The offense was committed in 2008, when the official who signed the questioned deal was governor of Cebu. Gwendolyn Garcia was indicted for graft and technical malversation for the purchase of 24.92 hectares of property in the province, of which 19.67 hectares were reportedly submerged in water and not suitable for human settlement.

Court papers also said Garcia did not secure authorization from the provincial board for the procurement of backfilling materials for the submerged area, amounting to nearly P24.5 million. This week, Ombudsman Conchita Carpio-Morales found Garcia guilty and ordered her dismissed and permanently barred from holding public office, with her retirement benefits forfeited and civil service eligibility canceled.

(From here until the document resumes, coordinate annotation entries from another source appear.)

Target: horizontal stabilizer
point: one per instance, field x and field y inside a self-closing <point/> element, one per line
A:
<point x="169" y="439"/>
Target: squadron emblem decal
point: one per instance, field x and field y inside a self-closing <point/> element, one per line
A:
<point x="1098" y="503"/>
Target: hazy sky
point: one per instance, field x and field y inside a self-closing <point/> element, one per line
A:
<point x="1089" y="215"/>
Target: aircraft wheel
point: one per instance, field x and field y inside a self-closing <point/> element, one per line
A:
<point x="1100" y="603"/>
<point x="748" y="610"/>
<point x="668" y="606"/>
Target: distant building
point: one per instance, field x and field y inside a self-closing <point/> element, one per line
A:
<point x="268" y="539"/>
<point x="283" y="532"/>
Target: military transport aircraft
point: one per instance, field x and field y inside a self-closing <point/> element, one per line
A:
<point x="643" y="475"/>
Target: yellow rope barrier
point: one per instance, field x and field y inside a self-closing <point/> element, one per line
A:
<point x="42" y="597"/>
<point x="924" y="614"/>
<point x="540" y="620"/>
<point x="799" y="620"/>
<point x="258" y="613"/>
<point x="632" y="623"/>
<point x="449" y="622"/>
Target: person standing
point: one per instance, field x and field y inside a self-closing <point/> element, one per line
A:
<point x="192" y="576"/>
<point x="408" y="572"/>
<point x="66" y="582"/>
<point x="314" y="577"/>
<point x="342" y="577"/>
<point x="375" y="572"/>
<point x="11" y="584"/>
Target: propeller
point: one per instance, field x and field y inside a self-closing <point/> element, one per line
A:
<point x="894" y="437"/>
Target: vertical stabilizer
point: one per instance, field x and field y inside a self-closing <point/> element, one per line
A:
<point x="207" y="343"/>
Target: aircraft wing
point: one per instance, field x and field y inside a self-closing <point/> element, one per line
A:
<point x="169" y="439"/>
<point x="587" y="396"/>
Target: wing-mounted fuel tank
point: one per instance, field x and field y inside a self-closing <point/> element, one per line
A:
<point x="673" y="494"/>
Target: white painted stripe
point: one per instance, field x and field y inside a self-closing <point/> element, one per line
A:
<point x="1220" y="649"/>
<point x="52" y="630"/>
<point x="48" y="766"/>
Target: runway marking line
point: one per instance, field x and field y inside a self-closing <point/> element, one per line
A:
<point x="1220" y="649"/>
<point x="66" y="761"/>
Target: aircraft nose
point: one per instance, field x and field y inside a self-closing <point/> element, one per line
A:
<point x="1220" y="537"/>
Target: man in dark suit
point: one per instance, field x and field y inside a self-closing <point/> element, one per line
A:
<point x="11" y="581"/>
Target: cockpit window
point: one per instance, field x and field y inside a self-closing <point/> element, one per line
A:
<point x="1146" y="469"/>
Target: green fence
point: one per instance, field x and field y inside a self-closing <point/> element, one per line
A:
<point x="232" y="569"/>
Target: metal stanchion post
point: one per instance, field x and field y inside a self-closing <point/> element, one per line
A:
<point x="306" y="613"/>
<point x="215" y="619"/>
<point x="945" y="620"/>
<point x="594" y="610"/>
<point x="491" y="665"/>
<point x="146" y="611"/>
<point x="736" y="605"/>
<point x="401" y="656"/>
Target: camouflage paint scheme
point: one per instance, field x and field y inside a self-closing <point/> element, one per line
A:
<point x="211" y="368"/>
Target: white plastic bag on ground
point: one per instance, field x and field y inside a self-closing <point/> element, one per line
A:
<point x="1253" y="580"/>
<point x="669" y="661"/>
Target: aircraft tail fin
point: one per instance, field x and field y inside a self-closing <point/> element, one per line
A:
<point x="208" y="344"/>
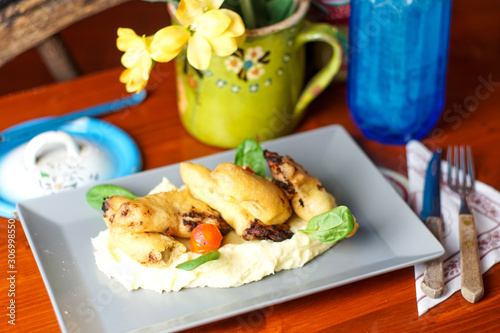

Garcia, however, is no longer Cebu governor but deputy speaker of the House of Representatives, having been a member of Congress since 2013 while her graft case was pending. The House leadership, supported by Malacañang, said only the chamber can implement an order to dismiss its members, and there is no reason to kick out Garcia from the legislature at this point. The ombudsman insists it has jurisdiction over lawmakers when it comes to graft cases.

This crisis between two independent bodies could have been avoided with speedier resolution of graft cases. If Garcia had been deemed ineligible for public office following her retirement as governor, she might not have made it to Congress. The ombudsman could have made a stronger case for her guilt. Because of the release of the ruling on Monday, however, Garcia can claim that she is being harassed by Morales for taking an active part in impeachment hearings against Chief Justice Maria Lourdes Sereno, who like the ombudsman was appointed by former president Benigno Aquino III. Garcia’s House colleagues have rallied around her.

Yesterday, lawmakers also said the Court of Appeals had ruled in 2014 that the ombudsman lacked jurisdiction over the case and tossed out the complaint.

This case is likely to end up in the Supreme Court, where it will probably languish long after Garcia has finished her latest three-year term. Slow justice also defangs the law.